I was inspired to write this book while sitting around a bonfire on Friday Nov 4, 2017 with my best friend Tom. We were watching inebriated campers at the next site do The Hokey Pokey when I blurted out the old joke – “What if The Hokey Pokey is really what it’s all about?”
After a little laughter, a concept hit me full force like a freight train (without the life-ending consequence). I began to unpack it for Tom, ignoring his look that said I was going a bit more bonkers than usual.
I didn’t want to forget, so I dictated the crazy notions into my iPhone. As silly and simple as it seemed, it also felt profound. It held layers of depth that were helpful to my immediate situation (more on that later). Therefore, I reasoned, it could be helpful for others in whatever situation they find themselves.
I’ve been inspired in the past to write thousands of songs and hundreds of poems. It’s really beyond my desire and ability to count. The point is that I’ve learned to pay attention to The Muse when she softly whispers in my ear. This inspiration seemed no different to me. So I really didn’t have a choice in the matter – this book had to be written.
Jessica’s mind spun in circles between her duties and her pain. She knew she had to do something… and she didn’t merely want to numb herself because that would probably make matters worse.
She thought back to the guidance counselor who was so helpful when she first enrolled in college – maybe that person could help… or at least point her to
someone else who could help. But did she really have the time between work, school, and helping her lonely mother? Something had to give. She found the phone number, dialed, and heard it ring…

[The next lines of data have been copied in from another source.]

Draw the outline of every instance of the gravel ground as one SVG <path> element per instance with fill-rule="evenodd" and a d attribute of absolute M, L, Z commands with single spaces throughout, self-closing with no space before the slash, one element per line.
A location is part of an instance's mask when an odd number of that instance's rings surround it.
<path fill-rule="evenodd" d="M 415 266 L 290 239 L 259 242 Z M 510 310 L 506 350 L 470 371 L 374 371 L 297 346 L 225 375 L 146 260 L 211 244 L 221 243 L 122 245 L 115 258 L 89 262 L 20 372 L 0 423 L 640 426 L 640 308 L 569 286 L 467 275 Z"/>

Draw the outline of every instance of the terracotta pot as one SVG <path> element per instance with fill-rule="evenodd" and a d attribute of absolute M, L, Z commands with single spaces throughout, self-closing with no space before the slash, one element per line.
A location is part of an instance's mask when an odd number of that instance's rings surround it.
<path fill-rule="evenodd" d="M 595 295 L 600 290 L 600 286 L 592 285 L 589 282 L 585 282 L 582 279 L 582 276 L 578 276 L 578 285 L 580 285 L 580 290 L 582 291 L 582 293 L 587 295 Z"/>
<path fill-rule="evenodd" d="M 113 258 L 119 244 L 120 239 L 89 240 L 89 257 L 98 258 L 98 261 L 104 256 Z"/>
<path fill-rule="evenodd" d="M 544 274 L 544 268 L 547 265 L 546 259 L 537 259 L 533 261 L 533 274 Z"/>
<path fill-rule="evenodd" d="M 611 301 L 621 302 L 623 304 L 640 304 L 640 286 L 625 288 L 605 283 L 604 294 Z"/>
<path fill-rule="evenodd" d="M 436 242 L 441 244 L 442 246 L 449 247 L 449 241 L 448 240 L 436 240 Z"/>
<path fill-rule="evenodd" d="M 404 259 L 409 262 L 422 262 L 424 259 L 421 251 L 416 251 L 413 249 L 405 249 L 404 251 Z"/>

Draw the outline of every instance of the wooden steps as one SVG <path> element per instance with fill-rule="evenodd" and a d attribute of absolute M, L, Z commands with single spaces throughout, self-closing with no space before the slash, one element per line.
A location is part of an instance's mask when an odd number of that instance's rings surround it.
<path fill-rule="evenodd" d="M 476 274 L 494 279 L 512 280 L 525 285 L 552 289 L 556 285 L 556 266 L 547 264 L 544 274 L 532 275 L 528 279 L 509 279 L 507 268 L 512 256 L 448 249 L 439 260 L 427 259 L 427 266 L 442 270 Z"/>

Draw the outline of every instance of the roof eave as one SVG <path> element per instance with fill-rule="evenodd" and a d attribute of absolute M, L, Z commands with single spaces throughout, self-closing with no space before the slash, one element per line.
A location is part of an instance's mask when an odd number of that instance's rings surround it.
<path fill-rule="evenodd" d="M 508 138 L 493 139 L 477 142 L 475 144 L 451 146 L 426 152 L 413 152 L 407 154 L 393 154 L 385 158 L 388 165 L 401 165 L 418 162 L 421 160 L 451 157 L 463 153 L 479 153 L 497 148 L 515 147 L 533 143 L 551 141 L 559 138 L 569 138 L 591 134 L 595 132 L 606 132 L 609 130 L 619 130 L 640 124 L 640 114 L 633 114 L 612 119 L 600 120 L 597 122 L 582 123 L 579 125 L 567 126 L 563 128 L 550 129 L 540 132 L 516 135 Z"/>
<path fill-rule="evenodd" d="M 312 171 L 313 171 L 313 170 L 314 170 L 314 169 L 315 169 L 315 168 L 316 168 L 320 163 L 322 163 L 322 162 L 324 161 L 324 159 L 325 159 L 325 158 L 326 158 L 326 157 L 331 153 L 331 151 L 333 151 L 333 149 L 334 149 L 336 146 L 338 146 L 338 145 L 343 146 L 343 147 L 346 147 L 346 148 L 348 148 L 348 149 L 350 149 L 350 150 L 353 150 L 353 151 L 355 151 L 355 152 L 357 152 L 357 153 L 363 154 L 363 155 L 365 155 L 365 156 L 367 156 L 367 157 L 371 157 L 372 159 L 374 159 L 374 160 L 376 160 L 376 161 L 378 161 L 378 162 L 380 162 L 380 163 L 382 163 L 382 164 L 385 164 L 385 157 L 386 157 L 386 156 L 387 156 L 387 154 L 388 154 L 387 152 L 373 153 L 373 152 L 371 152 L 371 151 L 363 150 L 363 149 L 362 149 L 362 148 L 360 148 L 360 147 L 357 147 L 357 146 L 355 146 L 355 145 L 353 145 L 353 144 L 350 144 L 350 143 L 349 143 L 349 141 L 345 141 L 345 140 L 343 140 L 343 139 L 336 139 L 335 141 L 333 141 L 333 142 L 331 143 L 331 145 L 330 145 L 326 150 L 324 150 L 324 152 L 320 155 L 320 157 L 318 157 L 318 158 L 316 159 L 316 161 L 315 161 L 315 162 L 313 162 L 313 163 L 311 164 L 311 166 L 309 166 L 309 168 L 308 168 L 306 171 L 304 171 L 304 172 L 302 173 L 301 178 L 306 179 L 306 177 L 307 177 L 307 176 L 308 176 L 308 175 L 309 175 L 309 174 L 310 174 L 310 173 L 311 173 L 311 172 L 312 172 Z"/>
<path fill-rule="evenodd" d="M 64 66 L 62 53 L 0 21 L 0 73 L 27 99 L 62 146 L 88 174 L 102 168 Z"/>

Though he couldn’t play an instrument well, Randy loved to dream at the music store. He’d bang on the drums a little, dabble with the synthesizer keys and knobs, and stare helplessly at the guitars. He often imagined himself striking a power chord that shook ceiling tiles and rained dust on the customers.
On his way to the restroom he spotted a bulletin board with various business cards and flyers thumbtacked to it. In the lower right corner he spotted a white page cut with phone number strips at the bottom. It was a band looking for a singer and lyricist… and no one had yet pulled off strip yet. He hesitated… closed his eyes… took a deep breath… and gently pulled away the phone number.
The left foot is typically the more awkward one. I can kick a football pretty well with my right foot, but if I try to kick it left-footed I will more likely than not fall down before I reach the ball like Charlie Brown.
However, in a dance both feet are important. It’s not just enough to get one foot involved… you have to go “all in” to actually be part of the dance. Both feet are required, whether or not you’re a little bit clumsier on the left side.
It’s a matter of commitment and the willingness to present both sides of yourself, not just your strong side. Sure you may look a little clumsy on the left foot… but you’ll soon discover that many people joined in the dance are just as clumsy as you… and in the end it’s actually OK.
To dance is to take a risk, to expose your self in front of others, both the good and the bad… but it’s the path to joy within a community of fellow dancers.
All of the “wallflowers” who stand outside the circle avoiding risk may feel safe, but they do so at the cost of happiness and the joy of being accepted.